I want to know the difference between the two: recordset.update and Update sql Vba statement. I think they all do the same but I can't figure which one is more efficient and why.
Example code below:
'this is with sql update statement
dim someVar as string, anotherVar as String, cn As New ADODB.Connection
someVar = "someVar"
anotherVar = "anotherVar"
sqlS = "Update tableOfRec set columna = " &_
someVar & ", colunmb = " & anotherVar &_
" where columnc = 20";
cn.Execute stSQL
This is for recordset (update and Edit):
dim thisVar as String, someOthVar as String, rs as recordset
thisVar = "thisVar"
someOthVar = "someOtherVar"
set rs = currentDb.openRecordset("select columna, columnb where columnc = 20")
do While not rs.EOF
rs.Edit
rs!columna = thisVar
rs!columnb = someOthvar
rs.update
rs.MoveNext
loop
Assuming WHERE columnc = 20 selects 1000+ rows, as you mentioned in a comment, executing that UPDATE statement should be noticeably faster than looping through a recordset and updating its rows one at a time.

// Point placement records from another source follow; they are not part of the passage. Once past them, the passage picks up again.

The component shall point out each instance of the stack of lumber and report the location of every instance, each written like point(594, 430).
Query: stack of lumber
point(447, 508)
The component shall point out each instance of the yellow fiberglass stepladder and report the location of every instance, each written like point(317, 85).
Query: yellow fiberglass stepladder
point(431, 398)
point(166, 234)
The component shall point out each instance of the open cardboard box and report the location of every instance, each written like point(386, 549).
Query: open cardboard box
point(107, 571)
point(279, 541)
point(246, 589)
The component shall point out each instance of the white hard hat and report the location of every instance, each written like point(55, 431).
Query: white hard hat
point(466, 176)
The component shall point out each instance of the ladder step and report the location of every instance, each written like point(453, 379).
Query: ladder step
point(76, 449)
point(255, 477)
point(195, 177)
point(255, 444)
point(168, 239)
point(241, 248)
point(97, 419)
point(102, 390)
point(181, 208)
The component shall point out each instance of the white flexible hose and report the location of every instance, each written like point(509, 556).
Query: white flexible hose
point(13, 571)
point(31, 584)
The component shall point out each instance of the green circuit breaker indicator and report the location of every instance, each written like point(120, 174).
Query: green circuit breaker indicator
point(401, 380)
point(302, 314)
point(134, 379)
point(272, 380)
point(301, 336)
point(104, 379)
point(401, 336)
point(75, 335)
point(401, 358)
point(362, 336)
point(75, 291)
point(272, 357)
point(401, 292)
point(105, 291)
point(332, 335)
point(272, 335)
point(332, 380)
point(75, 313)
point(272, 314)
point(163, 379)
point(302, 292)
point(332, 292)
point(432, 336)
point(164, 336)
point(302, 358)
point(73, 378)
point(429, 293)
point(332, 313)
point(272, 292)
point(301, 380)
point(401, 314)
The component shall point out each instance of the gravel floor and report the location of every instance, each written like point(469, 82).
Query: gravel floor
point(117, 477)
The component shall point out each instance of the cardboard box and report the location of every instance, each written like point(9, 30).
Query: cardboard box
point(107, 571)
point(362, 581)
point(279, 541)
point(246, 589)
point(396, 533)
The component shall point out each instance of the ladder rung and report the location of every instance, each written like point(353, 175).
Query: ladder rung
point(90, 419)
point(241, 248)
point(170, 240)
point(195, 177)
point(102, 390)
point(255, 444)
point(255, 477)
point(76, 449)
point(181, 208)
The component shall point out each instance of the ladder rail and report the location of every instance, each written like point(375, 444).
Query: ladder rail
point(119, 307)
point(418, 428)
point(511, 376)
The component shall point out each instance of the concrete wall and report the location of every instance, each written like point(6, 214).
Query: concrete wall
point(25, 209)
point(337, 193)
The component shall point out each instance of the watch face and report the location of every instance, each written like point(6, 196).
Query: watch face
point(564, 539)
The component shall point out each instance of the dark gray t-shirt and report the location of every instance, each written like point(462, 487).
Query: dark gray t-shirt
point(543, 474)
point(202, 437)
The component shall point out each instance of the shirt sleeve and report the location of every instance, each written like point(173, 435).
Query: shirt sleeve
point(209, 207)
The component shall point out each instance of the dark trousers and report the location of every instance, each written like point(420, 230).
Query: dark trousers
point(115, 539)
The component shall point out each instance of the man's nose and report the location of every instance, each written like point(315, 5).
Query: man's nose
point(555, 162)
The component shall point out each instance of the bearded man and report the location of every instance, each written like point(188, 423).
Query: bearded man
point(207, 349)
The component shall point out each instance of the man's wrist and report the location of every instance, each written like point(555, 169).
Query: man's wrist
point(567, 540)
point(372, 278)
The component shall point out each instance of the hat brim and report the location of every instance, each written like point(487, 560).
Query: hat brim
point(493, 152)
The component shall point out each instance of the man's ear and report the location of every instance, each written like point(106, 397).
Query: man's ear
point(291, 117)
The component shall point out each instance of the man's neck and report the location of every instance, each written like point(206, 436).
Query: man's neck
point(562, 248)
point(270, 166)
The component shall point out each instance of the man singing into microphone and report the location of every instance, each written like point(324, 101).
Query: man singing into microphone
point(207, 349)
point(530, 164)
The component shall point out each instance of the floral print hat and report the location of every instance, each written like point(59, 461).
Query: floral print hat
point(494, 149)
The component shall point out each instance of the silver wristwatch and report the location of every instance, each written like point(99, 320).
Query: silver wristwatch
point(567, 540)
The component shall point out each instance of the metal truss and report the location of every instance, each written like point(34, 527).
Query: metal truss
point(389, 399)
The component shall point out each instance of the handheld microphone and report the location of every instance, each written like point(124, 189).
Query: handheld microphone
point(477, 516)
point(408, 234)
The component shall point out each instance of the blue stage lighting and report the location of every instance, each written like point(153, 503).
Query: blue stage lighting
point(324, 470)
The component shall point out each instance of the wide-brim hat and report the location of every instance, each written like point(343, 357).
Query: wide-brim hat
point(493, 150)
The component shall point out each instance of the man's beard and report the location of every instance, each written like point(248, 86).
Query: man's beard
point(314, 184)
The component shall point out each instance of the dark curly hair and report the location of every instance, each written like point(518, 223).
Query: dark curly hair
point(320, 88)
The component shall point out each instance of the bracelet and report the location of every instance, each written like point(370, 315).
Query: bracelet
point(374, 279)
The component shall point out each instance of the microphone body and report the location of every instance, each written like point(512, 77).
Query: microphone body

The latter strategy is a RBAR (Row By Agonizing Row) approach. The first strategy, executing a single (valid) UPDATE, is a "set-based" approach. In general, set-based trumps RBAR with respect to performance.
However your 2 examples raise other issues. My first suggestion would be to use DAO instead of ADO to execute your UPDATE:
CurrentDb.Execute stSQL, dbFailonError
Whichever of those strategies you choose, make sure columnc is indexed.
The SQL method is usually the fastest for bulk updates, but syntax is often clumsy.
The VBA method, however, has the distinct advantages, that code is cleaner, and the recordset can be used before or after the update/edit without requering the data. This can make a huge difference if you have to do long-winded calculations between updates. Also, the recordset can be passed ByRef to supporting functions or further processing.
I have found that when I need to update every record in a table in order, such as adding a sequential ID when using Autonumber is not feasible, adding a running total, or any calculation that is incremental based on some value in the recordset, that the DAO method is much faster.
If your data is not in the order you need it processed in, and you instead need to rely on matching values to the data source, then SQL is much more efficient.
Dim rs As DAO.Recordset
Set rs = CurrentDb.OpenRecordset("select invoice_num from dbo_doc_flow_data where barcode = '" & Me.barcode_f & "'")
Do While Not rs.EOF
rs.Edit
rs!invoice_num = Me!invoice_num_f
rs.Update
rs.MoveNext
Loop
rs.Close
I've been fumbling my way though writing my first application with SQL database access and I've been getting along ok with single commands using system.data.sqlclient.sqlcommand and doing something like:
SQLCmd.CommandText = ("DELETE from ContactRelationships WHERE ID = 'someid'")
SQLCmd.ExecuteNonQuery()
Or to store changes on a form and then save or cancel them:
Dim x As New SqlCommand("DELETE from SharedDataLocations where Location = #Loc and UserID= #UID ;--", cnn)
x.Parameters.Add("#Loc", SqlDbType.NVarChar, 300).Value = strRemDLoc
x.Parameters.Add("#UID", SqlDbType.Int).Value = UserID
PendingSQLChanges.Add(x)
'followed later by
For x = 0 To PendingSQLChanges.Count - 1
PendingSQLChanges(x).ExecuteNonQuery()
Next
PendingSQLChanges.Clear()
I haven't tackled anything more complex than that yet but I'm willing to learn. What I need to do now is take the id for the current STAFF record and see if it is already set in the STAFFMANAGERS relationship table and either update it with the just selected id from the MANAGERS table or create the record if a manager wasn't previously set. Both staff and manager ids are stored in form variables at this point so can just be inserted into any SQL commands.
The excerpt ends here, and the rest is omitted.